I also found it useful to splt up the chunks of 1-, 2-, and 3- word counts. By the time I get to tri_frequency, the code runs for over an hour - as shown with Sys.time().
Sys.time()
## [1] "2018-06-22 14:22:37 EDT"
corp <- quanteda::corpus(corp)
# This function will use a token output and provides a sorted N-gram frequency table
freq_df <- function(x){
fr <- sort(colSums(as.matrix(x)),decreasing = TRUE)
df <- data.frame(n_gram = names(fr), freq=fr, row.names = NULL)
return(df)
}
# Create Dataframes
uni <- dfm(tokens(corp, removeSymbols=TRUE), tolower=FALSE)
uni_freq <- freq_df(uni)
rm(uni)
uni_freq <- uni_freq[-grep("<", uni_freq$n_gram),]
uni_freq <- uni_freq[-grep("EOS", uni_freq$n_gram),]
uni_freq <- uni_freq[-grep(">", uni_freq$n_gram),]
Complete with the uni_frequency chunk I move onto pairs of words.
Sys.time()
## [1] "2018-06-22 14:24:03 EDT"
biToks <- tokens_ngrams(tokens(corp, removeSymbols=TRUE), n=2L)
bi <- dfm(biToks, tolower=FALSE)
rm(biToks)
bi_freq <- freq_df(bi)
rm(bi)
bi_freq <- bi_freq[-grep("<", bi_freq$n_gram),]
bi_freq <- bi_freq[-grep("EOS", bi_freq$n_gram),]
bi_freq <- bi_freq[-grep(">", bi_freq$n_gram),]
Again, these chunks are split so I can better understand progress of the code. Onto the triplets of words.
Sys.time()
## [1] "2018-06-22 14:38:20 EDT"
triToks <- tokens_ngrams(tokens(corp, removeSymbols=TRUE), n=3L)
tri <- dfm(triToks, tolower=FALSE)
rm(triToks)
tri_freq <- freq_df(tri)
rm(tri)
tri_freq <- tri_freq[-grep("<", tri_freq$n_gram),]
tri_freq <- tri_freq[-grep("EOS", tri_freq$n_gram),]
tri_freq <- tri_freq[-grep(">", tri_freq$n_gram),]

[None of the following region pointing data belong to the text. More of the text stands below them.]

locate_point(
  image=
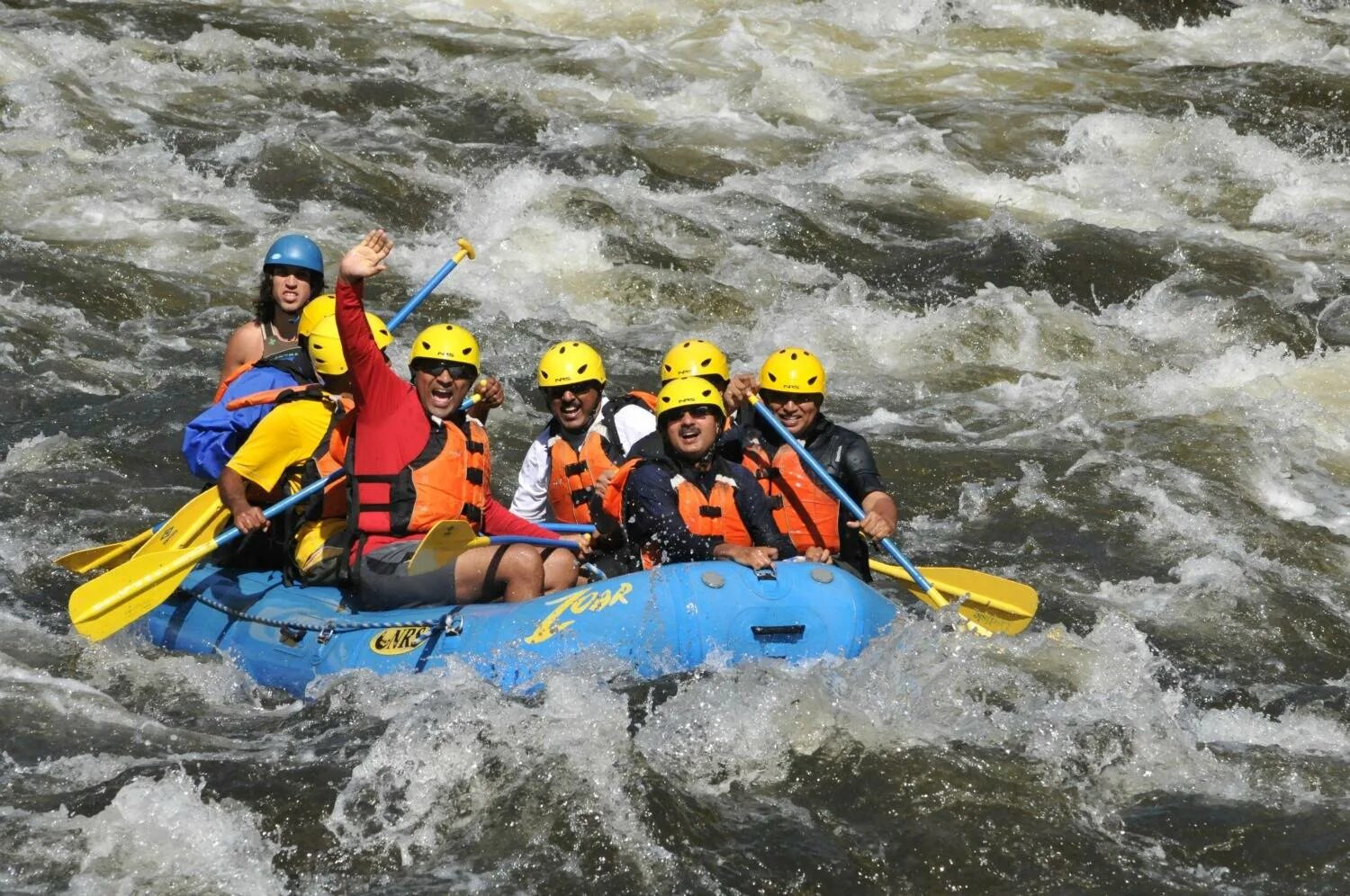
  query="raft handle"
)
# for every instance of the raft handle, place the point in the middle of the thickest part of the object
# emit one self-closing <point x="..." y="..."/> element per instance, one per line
<point x="778" y="631"/>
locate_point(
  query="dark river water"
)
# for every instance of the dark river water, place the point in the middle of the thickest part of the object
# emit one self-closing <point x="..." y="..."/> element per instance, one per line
<point x="1082" y="275"/>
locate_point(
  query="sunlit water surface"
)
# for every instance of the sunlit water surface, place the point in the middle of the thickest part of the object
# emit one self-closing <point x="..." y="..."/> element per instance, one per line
<point x="1079" y="274"/>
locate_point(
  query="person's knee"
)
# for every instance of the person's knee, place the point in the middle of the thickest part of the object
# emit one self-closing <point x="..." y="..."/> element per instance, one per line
<point x="561" y="569"/>
<point x="523" y="561"/>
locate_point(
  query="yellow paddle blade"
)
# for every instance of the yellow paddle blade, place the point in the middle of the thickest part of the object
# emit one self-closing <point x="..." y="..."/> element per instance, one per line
<point x="121" y="596"/>
<point x="988" y="601"/>
<point x="103" y="555"/>
<point x="185" y="528"/>
<point x="196" y="521"/>
<point x="447" y="540"/>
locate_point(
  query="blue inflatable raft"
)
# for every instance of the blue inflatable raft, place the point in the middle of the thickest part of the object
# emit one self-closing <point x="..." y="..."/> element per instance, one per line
<point x="659" y="623"/>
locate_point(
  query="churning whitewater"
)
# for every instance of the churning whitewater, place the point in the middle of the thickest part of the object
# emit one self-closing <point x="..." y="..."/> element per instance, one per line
<point x="1080" y="273"/>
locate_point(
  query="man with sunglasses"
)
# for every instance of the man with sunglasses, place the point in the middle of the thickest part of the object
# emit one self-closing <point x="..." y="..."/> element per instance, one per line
<point x="416" y="459"/>
<point x="575" y="455"/>
<point x="691" y="504"/>
<point x="791" y="382"/>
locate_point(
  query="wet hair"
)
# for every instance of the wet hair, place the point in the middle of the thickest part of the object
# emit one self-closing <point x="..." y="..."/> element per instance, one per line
<point x="265" y="304"/>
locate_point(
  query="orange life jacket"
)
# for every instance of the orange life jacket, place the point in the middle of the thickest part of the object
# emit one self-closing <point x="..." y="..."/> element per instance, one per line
<point x="572" y="472"/>
<point x="572" y="475"/>
<point x="448" y="479"/>
<point x="713" y="515"/>
<point x="804" y="510"/>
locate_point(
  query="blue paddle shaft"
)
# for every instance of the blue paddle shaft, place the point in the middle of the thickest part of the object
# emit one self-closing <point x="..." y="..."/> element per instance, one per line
<point x="836" y="488"/>
<point x="536" y="542"/>
<point x="410" y="305"/>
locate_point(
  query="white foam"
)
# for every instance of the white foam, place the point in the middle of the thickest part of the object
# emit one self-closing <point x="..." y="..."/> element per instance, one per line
<point x="166" y="836"/>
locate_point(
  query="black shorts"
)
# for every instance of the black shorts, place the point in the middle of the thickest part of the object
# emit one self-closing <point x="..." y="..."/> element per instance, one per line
<point x="382" y="582"/>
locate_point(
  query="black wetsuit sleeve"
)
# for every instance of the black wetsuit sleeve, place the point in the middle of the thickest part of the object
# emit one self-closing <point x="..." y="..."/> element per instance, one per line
<point x="858" y="466"/>
<point x="758" y="515"/>
<point x="651" y="515"/>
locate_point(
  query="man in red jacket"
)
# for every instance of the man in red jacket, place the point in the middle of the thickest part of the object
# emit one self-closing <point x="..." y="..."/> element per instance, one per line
<point x="416" y="459"/>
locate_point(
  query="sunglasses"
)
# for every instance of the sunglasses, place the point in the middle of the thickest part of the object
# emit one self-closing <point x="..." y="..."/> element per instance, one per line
<point x="554" y="393"/>
<point x="697" y="412"/>
<point x="434" y="369"/>
<point x="288" y="270"/>
<point x="774" y="397"/>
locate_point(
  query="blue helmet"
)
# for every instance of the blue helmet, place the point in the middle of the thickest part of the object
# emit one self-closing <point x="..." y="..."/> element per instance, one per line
<point x="297" y="251"/>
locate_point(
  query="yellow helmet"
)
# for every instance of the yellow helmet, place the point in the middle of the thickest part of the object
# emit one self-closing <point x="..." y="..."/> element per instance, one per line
<point x="326" y="348"/>
<point x="694" y="358"/>
<point x="315" y="310"/>
<point x="446" y="342"/>
<point x="690" y="391"/>
<point x="569" y="364"/>
<point x="793" y="370"/>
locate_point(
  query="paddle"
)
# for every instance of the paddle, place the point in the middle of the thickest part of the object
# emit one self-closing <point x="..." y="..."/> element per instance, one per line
<point x="451" y="537"/>
<point x="996" y="604"/>
<point x="194" y="523"/>
<point x="121" y="596"/>
<point x="184" y="529"/>
<point x="112" y="555"/>
<point x="103" y="555"/>
<point x="923" y="588"/>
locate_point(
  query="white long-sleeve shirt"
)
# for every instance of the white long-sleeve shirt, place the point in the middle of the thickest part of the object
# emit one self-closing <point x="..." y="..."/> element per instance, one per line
<point x="531" y="499"/>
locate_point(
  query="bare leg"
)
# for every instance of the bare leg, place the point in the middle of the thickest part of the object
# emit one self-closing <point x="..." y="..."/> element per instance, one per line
<point x="559" y="569"/>
<point x="515" y="572"/>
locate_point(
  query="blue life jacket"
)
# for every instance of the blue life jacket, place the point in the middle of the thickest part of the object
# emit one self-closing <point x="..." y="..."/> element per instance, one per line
<point x="212" y="437"/>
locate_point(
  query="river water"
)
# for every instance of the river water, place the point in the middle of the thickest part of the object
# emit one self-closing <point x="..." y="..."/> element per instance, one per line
<point x="1079" y="273"/>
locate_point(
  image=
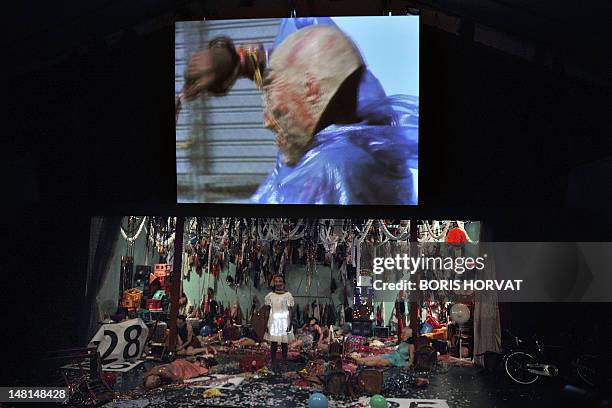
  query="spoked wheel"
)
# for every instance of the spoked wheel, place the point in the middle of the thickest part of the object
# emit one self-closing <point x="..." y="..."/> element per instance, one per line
<point x="516" y="367"/>
<point x="586" y="369"/>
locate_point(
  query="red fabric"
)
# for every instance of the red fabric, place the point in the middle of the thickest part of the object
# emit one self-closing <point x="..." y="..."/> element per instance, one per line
<point x="456" y="236"/>
<point x="184" y="370"/>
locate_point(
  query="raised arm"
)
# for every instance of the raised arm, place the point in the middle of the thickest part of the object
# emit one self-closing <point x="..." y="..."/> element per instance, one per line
<point x="215" y="69"/>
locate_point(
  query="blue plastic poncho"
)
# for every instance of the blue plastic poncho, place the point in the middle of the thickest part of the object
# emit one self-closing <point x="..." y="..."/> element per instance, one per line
<point x="370" y="162"/>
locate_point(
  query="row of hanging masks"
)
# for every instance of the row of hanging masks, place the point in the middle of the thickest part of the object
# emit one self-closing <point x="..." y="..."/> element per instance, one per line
<point x="325" y="313"/>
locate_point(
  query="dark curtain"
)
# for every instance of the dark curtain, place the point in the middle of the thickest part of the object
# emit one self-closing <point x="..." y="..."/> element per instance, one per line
<point x="103" y="235"/>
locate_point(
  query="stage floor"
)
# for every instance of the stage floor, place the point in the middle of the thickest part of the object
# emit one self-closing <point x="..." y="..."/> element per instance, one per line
<point x="458" y="386"/>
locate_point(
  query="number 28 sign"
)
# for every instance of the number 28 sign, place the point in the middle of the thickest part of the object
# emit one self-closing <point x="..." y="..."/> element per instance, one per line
<point x="118" y="342"/>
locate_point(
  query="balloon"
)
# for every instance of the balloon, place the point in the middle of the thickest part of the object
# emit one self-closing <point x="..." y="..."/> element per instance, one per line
<point x="456" y="237"/>
<point x="318" y="400"/>
<point x="378" y="401"/>
<point x="460" y="313"/>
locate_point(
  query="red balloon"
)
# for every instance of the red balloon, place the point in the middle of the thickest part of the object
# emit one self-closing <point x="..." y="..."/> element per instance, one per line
<point x="456" y="237"/>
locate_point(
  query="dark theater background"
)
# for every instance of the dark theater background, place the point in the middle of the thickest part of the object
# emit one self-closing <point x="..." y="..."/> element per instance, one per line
<point x="514" y="131"/>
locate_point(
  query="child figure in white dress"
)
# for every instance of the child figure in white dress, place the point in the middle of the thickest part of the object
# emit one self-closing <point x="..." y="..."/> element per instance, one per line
<point x="279" y="329"/>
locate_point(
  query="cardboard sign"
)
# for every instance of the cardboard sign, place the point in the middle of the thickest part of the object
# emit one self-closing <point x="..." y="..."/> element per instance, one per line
<point x="416" y="403"/>
<point x="120" y="342"/>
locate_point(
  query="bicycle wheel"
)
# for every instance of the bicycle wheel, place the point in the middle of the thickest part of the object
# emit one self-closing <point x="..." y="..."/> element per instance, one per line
<point x="516" y="367"/>
<point x="585" y="367"/>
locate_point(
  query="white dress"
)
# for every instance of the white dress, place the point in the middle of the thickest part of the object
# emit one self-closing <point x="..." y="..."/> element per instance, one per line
<point x="278" y="322"/>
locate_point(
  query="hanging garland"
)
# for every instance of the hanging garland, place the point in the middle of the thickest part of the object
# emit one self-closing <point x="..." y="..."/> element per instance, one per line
<point x="133" y="238"/>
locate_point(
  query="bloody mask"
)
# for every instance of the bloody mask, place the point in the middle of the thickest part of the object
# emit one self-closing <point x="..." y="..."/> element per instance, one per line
<point x="304" y="73"/>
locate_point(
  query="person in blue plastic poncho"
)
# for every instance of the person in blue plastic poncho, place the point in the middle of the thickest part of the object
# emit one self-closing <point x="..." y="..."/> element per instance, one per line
<point x="341" y="139"/>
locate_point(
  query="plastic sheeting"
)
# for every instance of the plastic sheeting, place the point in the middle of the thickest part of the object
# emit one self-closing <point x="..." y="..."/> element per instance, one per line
<point x="354" y="164"/>
<point x="370" y="162"/>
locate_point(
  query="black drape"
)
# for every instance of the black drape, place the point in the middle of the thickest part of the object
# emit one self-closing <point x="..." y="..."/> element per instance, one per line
<point x="104" y="232"/>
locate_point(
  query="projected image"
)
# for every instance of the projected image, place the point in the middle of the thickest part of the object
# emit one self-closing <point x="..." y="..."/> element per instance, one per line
<point x="298" y="111"/>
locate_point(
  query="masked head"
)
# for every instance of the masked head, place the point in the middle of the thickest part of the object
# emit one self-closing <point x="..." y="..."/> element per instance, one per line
<point x="305" y="73"/>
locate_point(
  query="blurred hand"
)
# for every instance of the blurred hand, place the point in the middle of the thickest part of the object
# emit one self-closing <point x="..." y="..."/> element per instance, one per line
<point x="208" y="68"/>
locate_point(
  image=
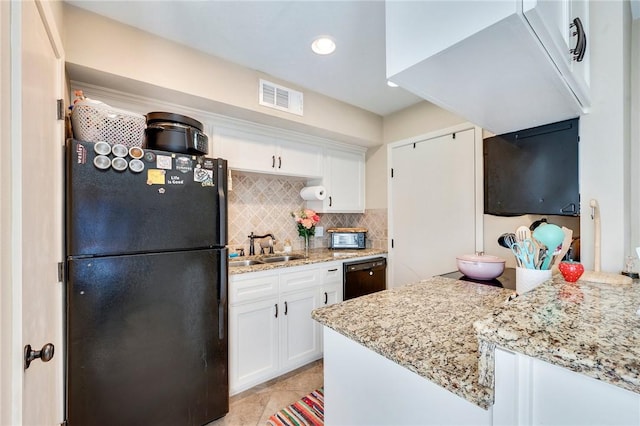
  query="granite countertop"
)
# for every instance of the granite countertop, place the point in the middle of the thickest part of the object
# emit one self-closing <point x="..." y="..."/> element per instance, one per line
<point x="589" y="328"/>
<point x="315" y="256"/>
<point x="426" y="327"/>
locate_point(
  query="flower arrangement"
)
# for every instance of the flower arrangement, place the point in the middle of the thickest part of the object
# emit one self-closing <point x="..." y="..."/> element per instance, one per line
<point x="306" y="220"/>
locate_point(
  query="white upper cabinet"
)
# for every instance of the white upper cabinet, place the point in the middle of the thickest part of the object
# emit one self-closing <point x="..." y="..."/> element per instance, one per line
<point x="264" y="153"/>
<point x="503" y="65"/>
<point x="344" y="174"/>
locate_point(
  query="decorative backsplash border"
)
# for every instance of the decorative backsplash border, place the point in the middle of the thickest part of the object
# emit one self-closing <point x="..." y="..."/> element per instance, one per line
<point x="263" y="204"/>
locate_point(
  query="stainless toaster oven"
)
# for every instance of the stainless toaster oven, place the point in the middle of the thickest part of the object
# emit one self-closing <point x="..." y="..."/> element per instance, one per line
<point x="347" y="238"/>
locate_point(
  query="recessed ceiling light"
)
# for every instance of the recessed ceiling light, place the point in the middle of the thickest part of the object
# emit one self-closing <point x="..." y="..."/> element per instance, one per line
<point x="323" y="45"/>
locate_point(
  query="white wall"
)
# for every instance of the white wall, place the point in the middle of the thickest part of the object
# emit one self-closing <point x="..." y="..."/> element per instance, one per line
<point x="419" y="119"/>
<point x="108" y="54"/>
<point x="605" y="136"/>
<point x="605" y="145"/>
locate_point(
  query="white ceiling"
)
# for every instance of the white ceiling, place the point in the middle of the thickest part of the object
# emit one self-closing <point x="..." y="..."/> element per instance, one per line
<point x="274" y="37"/>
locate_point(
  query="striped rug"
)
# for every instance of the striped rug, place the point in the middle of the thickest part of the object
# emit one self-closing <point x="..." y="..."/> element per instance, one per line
<point x="309" y="411"/>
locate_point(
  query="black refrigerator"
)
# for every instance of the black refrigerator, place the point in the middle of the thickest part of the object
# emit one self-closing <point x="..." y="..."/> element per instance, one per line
<point x="146" y="287"/>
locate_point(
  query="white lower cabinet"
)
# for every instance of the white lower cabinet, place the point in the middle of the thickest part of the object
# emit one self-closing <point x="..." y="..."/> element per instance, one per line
<point x="253" y="342"/>
<point x="271" y="330"/>
<point x="299" y="334"/>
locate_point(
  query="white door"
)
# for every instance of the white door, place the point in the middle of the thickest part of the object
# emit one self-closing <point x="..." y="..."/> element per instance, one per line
<point x="32" y="215"/>
<point x="433" y="206"/>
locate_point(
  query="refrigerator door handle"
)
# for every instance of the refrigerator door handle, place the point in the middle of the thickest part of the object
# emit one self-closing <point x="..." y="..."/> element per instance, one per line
<point x="222" y="201"/>
<point x="222" y="294"/>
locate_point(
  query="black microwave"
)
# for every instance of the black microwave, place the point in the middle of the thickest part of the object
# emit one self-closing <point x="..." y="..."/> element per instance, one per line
<point x="347" y="239"/>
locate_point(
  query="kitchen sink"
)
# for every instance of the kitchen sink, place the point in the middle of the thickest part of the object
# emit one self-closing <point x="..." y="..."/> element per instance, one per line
<point x="247" y="262"/>
<point x="286" y="258"/>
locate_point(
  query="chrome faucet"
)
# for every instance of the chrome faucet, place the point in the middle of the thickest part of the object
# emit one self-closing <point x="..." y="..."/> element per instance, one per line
<point x="252" y="237"/>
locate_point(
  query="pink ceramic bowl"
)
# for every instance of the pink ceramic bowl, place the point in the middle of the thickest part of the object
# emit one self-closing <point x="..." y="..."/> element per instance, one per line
<point x="480" y="266"/>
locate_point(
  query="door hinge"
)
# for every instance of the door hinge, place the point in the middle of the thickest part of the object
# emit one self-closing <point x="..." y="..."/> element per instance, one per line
<point x="61" y="272"/>
<point x="60" y="109"/>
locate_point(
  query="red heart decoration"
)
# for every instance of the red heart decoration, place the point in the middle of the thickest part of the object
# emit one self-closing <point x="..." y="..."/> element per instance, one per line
<point x="571" y="271"/>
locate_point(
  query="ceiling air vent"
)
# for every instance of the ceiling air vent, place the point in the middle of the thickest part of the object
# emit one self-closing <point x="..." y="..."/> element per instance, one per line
<point x="279" y="97"/>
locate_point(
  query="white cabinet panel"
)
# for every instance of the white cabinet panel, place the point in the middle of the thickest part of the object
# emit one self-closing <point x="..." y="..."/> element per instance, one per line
<point x="300" y="335"/>
<point x="246" y="152"/>
<point x="529" y="391"/>
<point x="271" y="330"/>
<point x="344" y="174"/>
<point x="551" y="21"/>
<point x="253" y="343"/>
<point x="255" y="152"/>
<point x="297" y="159"/>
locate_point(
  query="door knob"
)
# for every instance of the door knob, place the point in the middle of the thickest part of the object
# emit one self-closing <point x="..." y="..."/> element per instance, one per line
<point x="45" y="354"/>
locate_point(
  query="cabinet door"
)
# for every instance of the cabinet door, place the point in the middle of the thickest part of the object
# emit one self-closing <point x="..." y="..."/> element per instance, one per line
<point x="330" y="294"/>
<point x="331" y="290"/>
<point x="551" y="20"/>
<point x="344" y="176"/>
<point x="246" y="151"/>
<point x="253" y="343"/>
<point x="299" y="159"/>
<point x="300" y="335"/>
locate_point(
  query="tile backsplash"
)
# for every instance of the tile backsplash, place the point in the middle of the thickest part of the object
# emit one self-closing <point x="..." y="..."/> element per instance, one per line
<point x="263" y="204"/>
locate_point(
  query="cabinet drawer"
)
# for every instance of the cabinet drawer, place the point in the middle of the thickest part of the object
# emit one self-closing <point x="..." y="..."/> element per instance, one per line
<point x="291" y="281"/>
<point x="332" y="273"/>
<point x="247" y="289"/>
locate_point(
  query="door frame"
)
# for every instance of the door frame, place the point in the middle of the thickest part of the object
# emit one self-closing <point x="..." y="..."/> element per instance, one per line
<point x="479" y="188"/>
<point x="11" y="154"/>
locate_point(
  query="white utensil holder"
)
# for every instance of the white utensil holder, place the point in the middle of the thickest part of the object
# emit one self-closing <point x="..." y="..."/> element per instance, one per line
<point x="528" y="279"/>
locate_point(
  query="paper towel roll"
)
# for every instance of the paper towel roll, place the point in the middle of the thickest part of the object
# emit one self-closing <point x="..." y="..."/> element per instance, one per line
<point x="313" y="193"/>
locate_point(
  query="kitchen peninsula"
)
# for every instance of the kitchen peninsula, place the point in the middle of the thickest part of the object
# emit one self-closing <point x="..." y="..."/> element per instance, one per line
<point x="442" y="351"/>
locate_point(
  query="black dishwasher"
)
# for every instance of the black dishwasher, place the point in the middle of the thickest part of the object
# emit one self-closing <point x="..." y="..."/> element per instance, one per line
<point x="364" y="277"/>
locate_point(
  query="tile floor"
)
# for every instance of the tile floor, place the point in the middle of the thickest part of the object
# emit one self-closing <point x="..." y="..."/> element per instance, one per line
<point x="256" y="405"/>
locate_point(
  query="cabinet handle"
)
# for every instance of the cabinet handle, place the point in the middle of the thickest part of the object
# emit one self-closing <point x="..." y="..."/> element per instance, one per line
<point x="581" y="43"/>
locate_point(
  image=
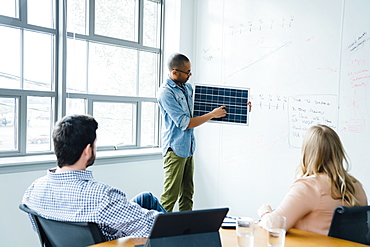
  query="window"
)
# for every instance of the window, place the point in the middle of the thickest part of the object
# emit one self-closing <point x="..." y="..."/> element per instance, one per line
<point x="105" y="61"/>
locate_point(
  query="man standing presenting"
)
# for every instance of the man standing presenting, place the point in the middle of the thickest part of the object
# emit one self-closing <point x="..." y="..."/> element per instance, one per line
<point x="175" y="100"/>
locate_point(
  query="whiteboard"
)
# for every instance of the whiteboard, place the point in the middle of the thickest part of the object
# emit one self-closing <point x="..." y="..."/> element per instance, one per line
<point x="306" y="62"/>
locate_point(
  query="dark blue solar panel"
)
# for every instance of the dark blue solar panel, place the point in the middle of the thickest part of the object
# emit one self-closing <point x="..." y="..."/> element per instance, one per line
<point x="207" y="98"/>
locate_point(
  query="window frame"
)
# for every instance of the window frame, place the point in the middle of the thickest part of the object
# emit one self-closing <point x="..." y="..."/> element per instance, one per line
<point x="59" y="93"/>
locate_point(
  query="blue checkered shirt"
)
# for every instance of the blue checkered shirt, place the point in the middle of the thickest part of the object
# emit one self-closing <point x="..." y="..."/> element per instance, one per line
<point x="75" y="196"/>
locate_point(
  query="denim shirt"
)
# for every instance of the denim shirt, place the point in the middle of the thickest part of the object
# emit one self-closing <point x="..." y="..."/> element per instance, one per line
<point x="176" y="105"/>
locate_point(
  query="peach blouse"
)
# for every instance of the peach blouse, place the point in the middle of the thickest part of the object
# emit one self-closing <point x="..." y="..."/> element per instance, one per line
<point x="308" y="205"/>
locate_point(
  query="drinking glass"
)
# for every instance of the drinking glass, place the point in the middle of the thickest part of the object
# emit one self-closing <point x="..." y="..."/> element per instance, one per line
<point x="245" y="231"/>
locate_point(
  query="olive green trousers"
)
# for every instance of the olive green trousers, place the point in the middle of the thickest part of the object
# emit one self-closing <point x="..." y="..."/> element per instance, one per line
<point x="178" y="182"/>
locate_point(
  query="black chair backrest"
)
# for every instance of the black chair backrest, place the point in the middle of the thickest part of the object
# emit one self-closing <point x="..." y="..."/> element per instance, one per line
<point x="59" y="233"/>
<point x="351" y="223"/>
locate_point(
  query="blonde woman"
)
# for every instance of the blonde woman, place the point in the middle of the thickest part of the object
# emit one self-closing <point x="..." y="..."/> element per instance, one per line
<point x="323" y="184"/>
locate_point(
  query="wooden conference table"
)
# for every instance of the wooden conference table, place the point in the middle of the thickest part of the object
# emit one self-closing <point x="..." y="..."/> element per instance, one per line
<point x="294" y="238"/>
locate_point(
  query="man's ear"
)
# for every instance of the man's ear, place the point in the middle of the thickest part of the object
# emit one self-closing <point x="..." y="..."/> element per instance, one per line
<point x="86" y="150"/>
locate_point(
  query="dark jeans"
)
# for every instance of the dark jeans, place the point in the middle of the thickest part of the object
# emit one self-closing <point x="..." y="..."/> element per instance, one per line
<point x="149" y="201"/>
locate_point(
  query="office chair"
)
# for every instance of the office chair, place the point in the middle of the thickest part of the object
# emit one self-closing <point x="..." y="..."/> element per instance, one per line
<point x="60" y="234"/>
<point x="351" y="223"/>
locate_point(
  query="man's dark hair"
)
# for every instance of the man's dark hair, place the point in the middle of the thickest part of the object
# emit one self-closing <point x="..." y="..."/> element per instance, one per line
<point x="71" y="135"/>
<point x="176" y="61"/>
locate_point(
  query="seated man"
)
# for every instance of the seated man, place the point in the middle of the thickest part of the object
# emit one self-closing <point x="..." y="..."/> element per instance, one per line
<point x="70" y="193"/>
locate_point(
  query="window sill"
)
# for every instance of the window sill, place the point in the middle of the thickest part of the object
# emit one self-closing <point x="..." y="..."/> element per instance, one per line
<point x="43" y="162"/>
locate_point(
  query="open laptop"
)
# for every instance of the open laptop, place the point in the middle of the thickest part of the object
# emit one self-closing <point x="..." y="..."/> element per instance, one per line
<point x="187" y="228"/>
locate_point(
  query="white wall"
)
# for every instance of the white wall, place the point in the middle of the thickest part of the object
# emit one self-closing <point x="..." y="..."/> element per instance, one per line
<point x="311" y="50"/>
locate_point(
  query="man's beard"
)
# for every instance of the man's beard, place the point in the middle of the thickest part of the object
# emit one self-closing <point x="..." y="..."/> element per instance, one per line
<point x="90" y="162"/>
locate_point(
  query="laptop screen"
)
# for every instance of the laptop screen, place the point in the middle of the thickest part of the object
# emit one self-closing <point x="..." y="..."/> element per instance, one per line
<point x="188" y="222"/>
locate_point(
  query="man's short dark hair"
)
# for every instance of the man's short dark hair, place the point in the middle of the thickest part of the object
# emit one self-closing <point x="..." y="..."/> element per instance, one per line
<point x="176" y="61"/>
<point x="71" y="135"/>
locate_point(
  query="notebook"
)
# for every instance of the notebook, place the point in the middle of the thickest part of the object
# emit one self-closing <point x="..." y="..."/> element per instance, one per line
<point x="187" y="228"/>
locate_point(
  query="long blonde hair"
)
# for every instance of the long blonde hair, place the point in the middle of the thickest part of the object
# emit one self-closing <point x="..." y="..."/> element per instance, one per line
<point x="323" y="152"/>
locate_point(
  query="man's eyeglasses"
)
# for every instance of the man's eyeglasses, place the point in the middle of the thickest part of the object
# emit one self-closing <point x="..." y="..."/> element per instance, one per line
<point x="187" y="73"/>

Based on the completed analysis above, we can now graph our most common occurrences of 1-, 2-, and 3- words sets through the corpus.
Sys.time()
## [1] "2018-06-22 15:19:13 EDT"
top40 <- function(df, title) {
df <- df[1:40,]
df$n_gram <- factor(df$n_gram, levels = df$n_gram[order(-df$freq)])
ggplot(df, aes(x = n_gram, y = freq)) +
geom_bar(stat = "identity", fill = "deepskyblue2", colour = "ivory3") +
labs(title = title, x="N-Gram", y="Count") +
theme(axis.text.x = element_text(angle=60, size=12, hjust = 1), axis.title = element_text(size=14, face="bold"), plot.title = element_text(size=16, face="bold"))
}
top40(uni_freq, "40 Most Common Unigrams")
top40(bi_freq, "40 Most Common Bigrams")
top40(tri_freq, "40 Most Common Trigrams")
The quanteda package seems to provide the functionality I need and was able to run on my antique machine. I will continue to research other options to see if there is something I could the tm package and make it work more efficiently.
I need to do the following: - Take a look at my pre-processing steps and determine if there is someway to optimize this code as well as review any feedback on points I may have missed.
Recreate the dataframes of 1-, 2- ,3-, and if possible 4-grams using the larger training dataset including word-relation frequencies.
Look into options that will allow me to load part of the data at time in order to work within the constraints of my current hardware.
Test a variety of prediction algorithms, applying them to the development dataset to determine their accuracy, efficiency and speed.
Determine how either Katz backoff or Kneser-Ney smoothing to deal with the unknown words.
Accomplish the final goal by creating a Shiny app, with a basic UI that provides word predictions as quickly and accurately as possible.